En apprenant la nouvelle, différents collectifs et associations comme l’Automobile Club de l’Ouest, le syndicat d’Initiative du Touring Club, le syndicat des Hôteliers, et encore de l’Union du Commerce et de l’Industrie montent au créneau (créneau, automobile, tu l’as ?) Pour ses adhérent·e·s, cette décision va totalement à l’encontre des intérêts de la ville « puisqu’on brime les automobilistes tout en les faisant payer ». Lançant la contre-offensive, de nombreuses protestations remontent aux médias locaux comme Ouest-Éclair qui en fait le relais avec une certaine délectation, et même opportunisme. On imagine déjà le fermier répercutant la nouvelle taxe sur les prix de ses légumes ou de sa livre de beurre. On imagine déjà la galère de ces touristes qui ne pourront plus se garer devant le musée, ou la cathédrale finissant à pied leur chemin par n’importe quel temps. On imagine déjà ce médecin qui ne pourra plus s’arrêter en bas de l’immeuble de la personne malade. La mesure est traitée de « stupide, inepte, grotesque, incohérente, ridicule, de mesure vexatoire, de pure folie » qui aura pour effet « d’empêcher tous les automobilistes d’utiliser leurs véhicules, de paralyser le commerce local et d’accroitre le malaise général déjà suffisamment grand. » Face à toutes ces attaques, la municipalité fait le dos rond et se cache derrière le code de la route qui stipule que « le stationnement sans nécessité sur la voie publique est interdit à tout véhicule. (article 11 du décret du 31 décembre 1922). »

Mais dans la presse, on lance un boycott pour ne pas payer. Un peu comme ce qu’il s’était passé au Havre.

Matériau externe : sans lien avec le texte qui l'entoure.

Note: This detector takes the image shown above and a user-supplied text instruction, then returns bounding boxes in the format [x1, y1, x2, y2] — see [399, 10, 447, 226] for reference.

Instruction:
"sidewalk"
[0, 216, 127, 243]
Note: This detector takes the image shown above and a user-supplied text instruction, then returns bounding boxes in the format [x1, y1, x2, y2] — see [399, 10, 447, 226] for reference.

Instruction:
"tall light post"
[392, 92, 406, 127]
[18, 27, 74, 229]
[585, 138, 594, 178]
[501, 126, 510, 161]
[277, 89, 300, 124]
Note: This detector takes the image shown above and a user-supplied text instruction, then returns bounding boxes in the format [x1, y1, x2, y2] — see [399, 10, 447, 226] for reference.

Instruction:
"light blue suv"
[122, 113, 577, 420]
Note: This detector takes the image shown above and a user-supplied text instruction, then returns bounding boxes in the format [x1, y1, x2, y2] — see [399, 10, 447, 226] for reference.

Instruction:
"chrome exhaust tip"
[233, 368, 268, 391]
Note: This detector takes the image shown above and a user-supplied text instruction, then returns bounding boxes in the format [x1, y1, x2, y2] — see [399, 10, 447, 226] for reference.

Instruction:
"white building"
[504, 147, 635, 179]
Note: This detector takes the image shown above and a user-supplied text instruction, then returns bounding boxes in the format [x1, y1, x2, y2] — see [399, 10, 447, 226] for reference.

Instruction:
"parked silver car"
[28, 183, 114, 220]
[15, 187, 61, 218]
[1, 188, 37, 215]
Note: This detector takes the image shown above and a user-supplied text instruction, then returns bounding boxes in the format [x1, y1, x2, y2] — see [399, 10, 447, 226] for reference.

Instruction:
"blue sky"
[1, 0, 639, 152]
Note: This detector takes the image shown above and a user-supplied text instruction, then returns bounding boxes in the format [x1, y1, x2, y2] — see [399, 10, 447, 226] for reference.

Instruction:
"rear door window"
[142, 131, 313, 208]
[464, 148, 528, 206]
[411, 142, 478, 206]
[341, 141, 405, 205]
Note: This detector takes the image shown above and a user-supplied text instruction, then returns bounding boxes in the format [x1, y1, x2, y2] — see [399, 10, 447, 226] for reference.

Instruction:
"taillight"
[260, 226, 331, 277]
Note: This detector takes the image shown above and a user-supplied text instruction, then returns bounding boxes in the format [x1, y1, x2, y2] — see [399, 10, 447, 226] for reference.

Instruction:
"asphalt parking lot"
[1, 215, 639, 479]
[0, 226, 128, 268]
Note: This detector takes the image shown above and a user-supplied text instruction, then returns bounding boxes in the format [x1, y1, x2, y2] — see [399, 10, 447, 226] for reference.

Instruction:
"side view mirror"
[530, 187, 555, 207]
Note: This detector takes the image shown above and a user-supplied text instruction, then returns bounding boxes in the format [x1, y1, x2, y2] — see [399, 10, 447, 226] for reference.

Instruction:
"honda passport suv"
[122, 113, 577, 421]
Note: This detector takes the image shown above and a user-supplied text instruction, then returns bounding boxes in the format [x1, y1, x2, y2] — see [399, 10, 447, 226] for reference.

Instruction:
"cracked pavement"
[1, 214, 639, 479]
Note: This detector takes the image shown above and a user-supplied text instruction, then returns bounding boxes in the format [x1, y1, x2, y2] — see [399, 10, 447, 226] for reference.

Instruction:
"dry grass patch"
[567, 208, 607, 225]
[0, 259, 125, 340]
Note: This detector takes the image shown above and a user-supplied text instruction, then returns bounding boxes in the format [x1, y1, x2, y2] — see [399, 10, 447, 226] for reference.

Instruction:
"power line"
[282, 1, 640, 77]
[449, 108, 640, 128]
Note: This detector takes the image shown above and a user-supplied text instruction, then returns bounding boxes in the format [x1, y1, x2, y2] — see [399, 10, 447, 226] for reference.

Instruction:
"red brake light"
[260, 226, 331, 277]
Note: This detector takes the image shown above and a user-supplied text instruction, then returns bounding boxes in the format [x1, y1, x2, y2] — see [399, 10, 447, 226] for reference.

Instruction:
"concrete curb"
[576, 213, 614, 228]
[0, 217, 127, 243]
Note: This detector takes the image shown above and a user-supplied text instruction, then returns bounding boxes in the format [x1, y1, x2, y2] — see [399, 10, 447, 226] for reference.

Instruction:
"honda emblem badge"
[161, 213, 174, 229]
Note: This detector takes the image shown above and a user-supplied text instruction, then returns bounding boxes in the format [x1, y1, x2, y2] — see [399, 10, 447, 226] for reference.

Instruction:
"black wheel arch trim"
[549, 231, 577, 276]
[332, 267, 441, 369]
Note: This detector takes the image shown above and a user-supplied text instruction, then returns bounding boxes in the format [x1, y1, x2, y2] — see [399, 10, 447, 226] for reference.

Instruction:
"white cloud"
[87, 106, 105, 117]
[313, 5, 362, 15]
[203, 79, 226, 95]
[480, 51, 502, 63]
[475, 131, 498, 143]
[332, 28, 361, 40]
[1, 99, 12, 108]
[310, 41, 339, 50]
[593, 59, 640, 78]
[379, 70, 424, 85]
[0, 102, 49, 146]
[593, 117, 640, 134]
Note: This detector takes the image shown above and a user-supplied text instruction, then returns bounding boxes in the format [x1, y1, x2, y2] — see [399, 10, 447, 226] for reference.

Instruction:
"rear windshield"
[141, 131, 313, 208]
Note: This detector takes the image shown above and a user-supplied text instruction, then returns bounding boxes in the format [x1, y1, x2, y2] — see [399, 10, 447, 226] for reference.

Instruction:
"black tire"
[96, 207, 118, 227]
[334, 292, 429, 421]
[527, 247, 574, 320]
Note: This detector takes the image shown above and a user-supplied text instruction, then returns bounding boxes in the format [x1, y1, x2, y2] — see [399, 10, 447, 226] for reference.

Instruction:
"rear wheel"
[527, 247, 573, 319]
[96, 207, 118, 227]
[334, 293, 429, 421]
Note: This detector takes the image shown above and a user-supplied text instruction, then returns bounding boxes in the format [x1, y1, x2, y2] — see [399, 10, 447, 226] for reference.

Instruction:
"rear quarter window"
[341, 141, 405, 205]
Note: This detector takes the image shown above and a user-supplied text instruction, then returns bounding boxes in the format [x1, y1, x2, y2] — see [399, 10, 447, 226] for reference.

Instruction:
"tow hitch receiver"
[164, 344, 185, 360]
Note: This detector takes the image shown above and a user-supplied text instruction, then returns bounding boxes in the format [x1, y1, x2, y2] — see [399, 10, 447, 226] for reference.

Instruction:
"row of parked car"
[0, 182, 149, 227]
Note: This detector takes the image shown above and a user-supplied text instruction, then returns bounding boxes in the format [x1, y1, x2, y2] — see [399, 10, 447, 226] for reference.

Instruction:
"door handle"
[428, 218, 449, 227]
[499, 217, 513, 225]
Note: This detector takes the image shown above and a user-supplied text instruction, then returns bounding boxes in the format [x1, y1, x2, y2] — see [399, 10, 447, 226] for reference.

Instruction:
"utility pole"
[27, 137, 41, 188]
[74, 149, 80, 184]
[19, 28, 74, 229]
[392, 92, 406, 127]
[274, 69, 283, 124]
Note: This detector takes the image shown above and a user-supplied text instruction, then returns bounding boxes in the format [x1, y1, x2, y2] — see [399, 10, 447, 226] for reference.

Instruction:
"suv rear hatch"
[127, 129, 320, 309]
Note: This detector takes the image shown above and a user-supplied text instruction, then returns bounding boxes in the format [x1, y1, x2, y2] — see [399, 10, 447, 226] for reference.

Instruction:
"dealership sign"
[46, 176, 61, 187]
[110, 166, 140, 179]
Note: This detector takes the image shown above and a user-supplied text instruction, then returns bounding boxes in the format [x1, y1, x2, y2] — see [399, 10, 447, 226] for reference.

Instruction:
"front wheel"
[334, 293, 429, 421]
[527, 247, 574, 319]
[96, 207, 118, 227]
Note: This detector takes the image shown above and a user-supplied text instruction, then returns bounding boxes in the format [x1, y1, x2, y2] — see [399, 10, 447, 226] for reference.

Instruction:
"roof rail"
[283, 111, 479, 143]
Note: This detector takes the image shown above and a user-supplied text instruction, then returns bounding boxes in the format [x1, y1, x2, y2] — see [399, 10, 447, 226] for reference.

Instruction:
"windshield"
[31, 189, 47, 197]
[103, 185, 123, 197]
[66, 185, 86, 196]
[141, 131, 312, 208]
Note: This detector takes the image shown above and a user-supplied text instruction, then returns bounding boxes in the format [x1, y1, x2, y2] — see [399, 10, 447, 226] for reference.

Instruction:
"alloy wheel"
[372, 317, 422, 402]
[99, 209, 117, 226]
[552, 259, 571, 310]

Pour l’anecdote, la ville avait poursuivi au tribunal tous les automobilistes qui refusèrent de payer leur droit de stationnement, et aussi surprenant que cela puisse paraître, la justice donna raison à ces derniers et non à la municipalité. Toute cette débauche d’énergie ne passe pas inaperçue. Des clubs autos de Paris et des alentorus ont l’intention de descendre en Bretagne pour faire une randonnée automobile dans la ville qu’ils taxent déjà d’ « inhospitalière » ou encore « de ville mendiante. »

C’est l’impasse. Le 20 février, une entrevue entre les différents protagonistes a lieu. Sentant le vent tourné et les faibles soutiens de la population rennaise à sa cause, le Conseil municipal va alors faire machine arrière. Le rapporteur monsieur Malapert dénonce cependant au cours de la soirée « une campagne de presse éhontée » à l’encontre de l’arrêté municipal qui selon lui « ne méritait pas ces basses critiques. » Il demande ainsi la modification de l’arrêté. Dorénavant, « le stationnement dans les rues sera toléré pendant une durée de deux heures », « le stationnement aux emplacements prévus sera payant de deux franc mais valable pour toute la journée, et ce, même si l’automobiliste décide de changer de place. » Le lobby automobile a gagné.